While the current EU legislation (the 1995 EU Data Protection Directive) governs entities within the EU, the territorial scope of the GDPR is far wider in that it will also apply to non-EU businesses who a) market their products to people in the EU or who b) monitor the behavior of people in the EU. In other words, even if you’re based outside of the EU but you control or process the data of people in the EU or Switzerland, the GDPR will apply to you.

Does GDPR require personal data to be stored in the EU?

No. There is no obligation under the GDPR for data to be stored in the EU and the rules regarding transfer of personal data outside the EU remain largely unchanged. The GDPR permits transfers of personal data outside of the EU subject to certain conditions. The EU-U.S. Privacy Shield continues to be one valid way to ensure adequate safeguards are in place for personal data transfer from the EU to the U.S. The EU model clauses and Binding Corporate Rules also remain valid mechanisms to lawfully transfer personal data. Axero offers a Data Processing Agreement that incorporates the model clauses to our EU/EEA customers transferring the personal data of people in the EU to the United States for us to process in connection with our services.
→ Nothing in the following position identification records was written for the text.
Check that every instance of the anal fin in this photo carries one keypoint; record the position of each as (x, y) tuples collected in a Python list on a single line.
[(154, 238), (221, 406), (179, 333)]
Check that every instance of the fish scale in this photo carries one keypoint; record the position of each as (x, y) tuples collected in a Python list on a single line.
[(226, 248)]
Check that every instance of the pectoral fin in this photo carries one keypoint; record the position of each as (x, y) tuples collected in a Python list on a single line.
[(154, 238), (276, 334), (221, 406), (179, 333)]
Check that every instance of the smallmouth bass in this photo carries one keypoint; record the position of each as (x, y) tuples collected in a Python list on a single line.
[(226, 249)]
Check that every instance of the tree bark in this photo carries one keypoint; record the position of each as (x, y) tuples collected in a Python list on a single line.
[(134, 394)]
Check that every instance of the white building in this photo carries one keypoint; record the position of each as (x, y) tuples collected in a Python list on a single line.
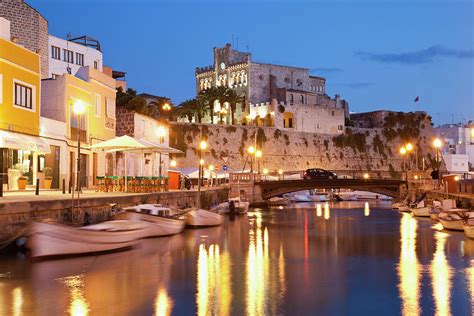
[(67, 56), (458, 139), (456, 163)]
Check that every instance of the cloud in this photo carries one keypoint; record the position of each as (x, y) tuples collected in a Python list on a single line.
[(326, 70), (423, 56), (355, 85)]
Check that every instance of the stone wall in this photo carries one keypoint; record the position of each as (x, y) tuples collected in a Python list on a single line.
[(14, 216), (356, 149), (29, 27), (125, 122)]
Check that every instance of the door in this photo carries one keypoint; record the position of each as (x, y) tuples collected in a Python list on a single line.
[(83, 173)]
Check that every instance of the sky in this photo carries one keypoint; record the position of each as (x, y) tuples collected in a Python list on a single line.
[(375, 54)]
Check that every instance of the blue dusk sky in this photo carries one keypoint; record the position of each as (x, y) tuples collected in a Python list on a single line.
[(375, 54)]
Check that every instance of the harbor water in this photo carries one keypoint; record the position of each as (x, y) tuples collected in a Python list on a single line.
[(345, 258)]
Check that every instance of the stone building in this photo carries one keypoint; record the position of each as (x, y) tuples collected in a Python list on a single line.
[(274, 95), (28, 28)]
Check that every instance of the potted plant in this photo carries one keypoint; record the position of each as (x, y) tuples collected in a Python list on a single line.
[(48, 177), (22, 181)]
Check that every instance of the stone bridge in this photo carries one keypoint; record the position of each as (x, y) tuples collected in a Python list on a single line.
[(259, 188)]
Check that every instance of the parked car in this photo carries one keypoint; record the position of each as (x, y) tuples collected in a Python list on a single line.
[(317, 173)]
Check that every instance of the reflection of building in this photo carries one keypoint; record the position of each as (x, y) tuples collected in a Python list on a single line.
[(141, 126), (20, 144), (97, 91), (274, 95)]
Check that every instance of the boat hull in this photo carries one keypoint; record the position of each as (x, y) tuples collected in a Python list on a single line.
[(451, 224), (203, 218), (158, 226), (421, 211), (49, 240)]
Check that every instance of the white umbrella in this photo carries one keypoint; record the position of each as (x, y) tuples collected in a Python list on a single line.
[(121, 143)]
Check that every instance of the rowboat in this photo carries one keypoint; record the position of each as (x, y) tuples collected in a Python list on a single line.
[(198, 217), (164, 220), (468, 227), (51, 239), (240, 206)]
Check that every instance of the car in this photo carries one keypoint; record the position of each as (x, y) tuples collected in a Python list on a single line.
[(318, 173)]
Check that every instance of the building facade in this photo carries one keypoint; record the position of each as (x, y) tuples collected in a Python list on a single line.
[(28, 28), (97, 91), (68, 56), (274, 95), (21, 148), (143, 127)]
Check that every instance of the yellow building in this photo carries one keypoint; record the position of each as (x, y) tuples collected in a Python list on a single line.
[(20, 106), (96, 91)]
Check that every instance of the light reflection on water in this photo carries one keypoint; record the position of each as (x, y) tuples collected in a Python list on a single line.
[(325, 258), (409, 269), (441, 275)]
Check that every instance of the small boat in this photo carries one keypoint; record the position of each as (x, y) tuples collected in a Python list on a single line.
[(240, 205), (421, 210), (165, 221), (198, 217), (468, 227), (52, 239), (451, 219)]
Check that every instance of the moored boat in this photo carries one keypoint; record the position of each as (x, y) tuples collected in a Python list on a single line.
[(165, 221), (202, 218), (468, 227), (51, 239)]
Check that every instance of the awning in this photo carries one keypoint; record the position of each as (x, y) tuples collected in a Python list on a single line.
[(25, 142)]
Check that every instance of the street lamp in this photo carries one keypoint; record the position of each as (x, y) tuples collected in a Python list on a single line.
[(202, 147), (437, 143), (78, 108)]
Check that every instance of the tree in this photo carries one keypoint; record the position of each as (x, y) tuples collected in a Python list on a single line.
[(233, 98)]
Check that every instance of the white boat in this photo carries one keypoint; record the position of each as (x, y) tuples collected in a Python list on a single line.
[(51, 239), (421, 210), (468, 227), (165, 221), (202, 218)]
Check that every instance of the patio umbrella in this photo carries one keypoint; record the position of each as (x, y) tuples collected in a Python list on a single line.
[(121, 143)]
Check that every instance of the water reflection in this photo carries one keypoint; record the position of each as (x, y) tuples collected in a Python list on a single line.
[(441, 276), (163, 303), (213, 281), (78, 305), (409, 268), (17, 306), (366, 209)]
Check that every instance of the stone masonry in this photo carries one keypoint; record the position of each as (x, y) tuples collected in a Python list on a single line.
[(29, 27)]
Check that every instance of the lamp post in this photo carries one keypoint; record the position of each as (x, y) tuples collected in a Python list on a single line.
[(202, 147), (437, 143), (78, 109), (251, 152), (161, 133)]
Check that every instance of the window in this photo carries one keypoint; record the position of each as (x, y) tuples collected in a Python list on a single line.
[(97, 105), (23, 96), (79, 59), (110, 108), (55, 52), (68, 56)]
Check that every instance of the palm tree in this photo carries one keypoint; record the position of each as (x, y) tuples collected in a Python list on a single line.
[(233, 98)]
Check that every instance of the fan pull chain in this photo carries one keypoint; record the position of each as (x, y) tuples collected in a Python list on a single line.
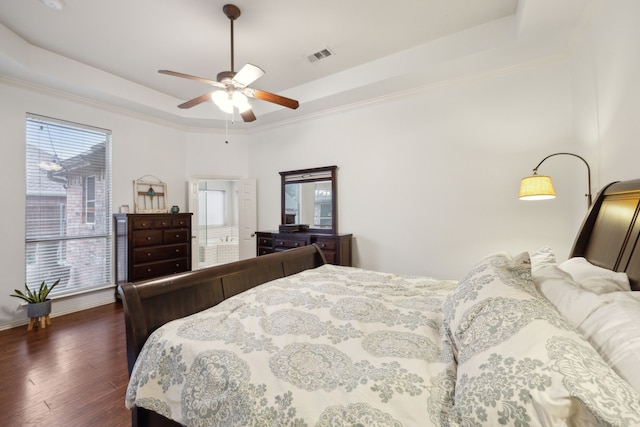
[(226, 129)]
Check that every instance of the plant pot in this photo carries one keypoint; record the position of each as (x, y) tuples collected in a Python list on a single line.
[(39, 309)]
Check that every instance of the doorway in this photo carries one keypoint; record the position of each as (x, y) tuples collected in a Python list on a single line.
[(224, 220)]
If you supply your own Privacy Policy for your employees/members in your Communifire installation.

While Axero can’t provide legal advice as to what information you should include in your privacy policy, this is what we can tell you:

Regulations like the European Union General Data Protection Regulation (GDPR) requires that you disclose third party service that collects personal data on data subjects, including employees.
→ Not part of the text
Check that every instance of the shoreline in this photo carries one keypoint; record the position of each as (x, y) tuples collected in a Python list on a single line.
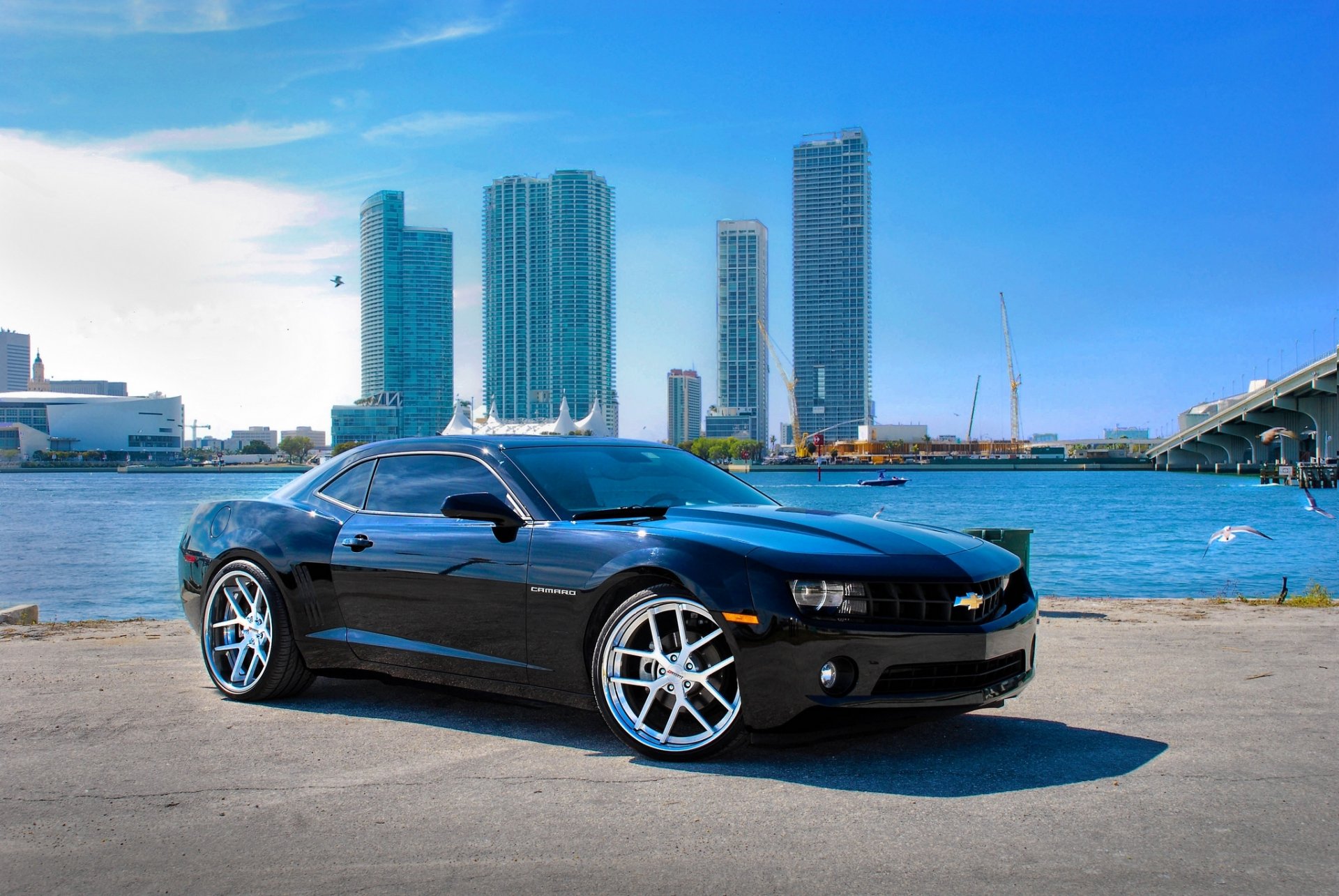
[(125, 471), (1164, 746), (962, 464), (63, 625)]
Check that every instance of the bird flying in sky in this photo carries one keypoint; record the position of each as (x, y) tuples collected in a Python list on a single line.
[(1271, 434), (1230, 533), (1312, 506)]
Further, if you use Axero services to collect information to monitor the use of the services of your employees or members you must have a legitimate business purpose to do so and/or as consent, especially if they are located in the European Union, which has stronger worker privacy protections.

Compliance with law, ensuring employee safety, and collecting information in the context of providing employment/membership may constitute a legitimate business purpose.

As a processor, Axero merely processes the information we collect on your behalf to provide the service in accordance with your instructions—but you are liable as a data controller. We recommend working with legal counsel and privacy experts to make sure that you have the necessary disclosures in your privacy notices and consents to operate our services to fit your needs within the law.

If at any time you need assistance, please contact us. We are happy to help you.

_____

DISCLAIMER: This website is neither a magnum opus on EU data privacy nor legal advice for your company to use in complying with EU data privacy laws like the GDPR. Instead, it provides background information to help you better understand how Axero has addressed some important legal points. This legal information is not the same as legal advice, where an attorney applies the law to your specific circumstances, so we insist that you consult an attorney if you’d like advice on your interpretation of this information or its accuracy. You may not rely on this paper as legal advice, nor as a recommendation of any particular legal understanding. The products, services, and other capabilities described herein are not suitable for all situations and may have restricted availability.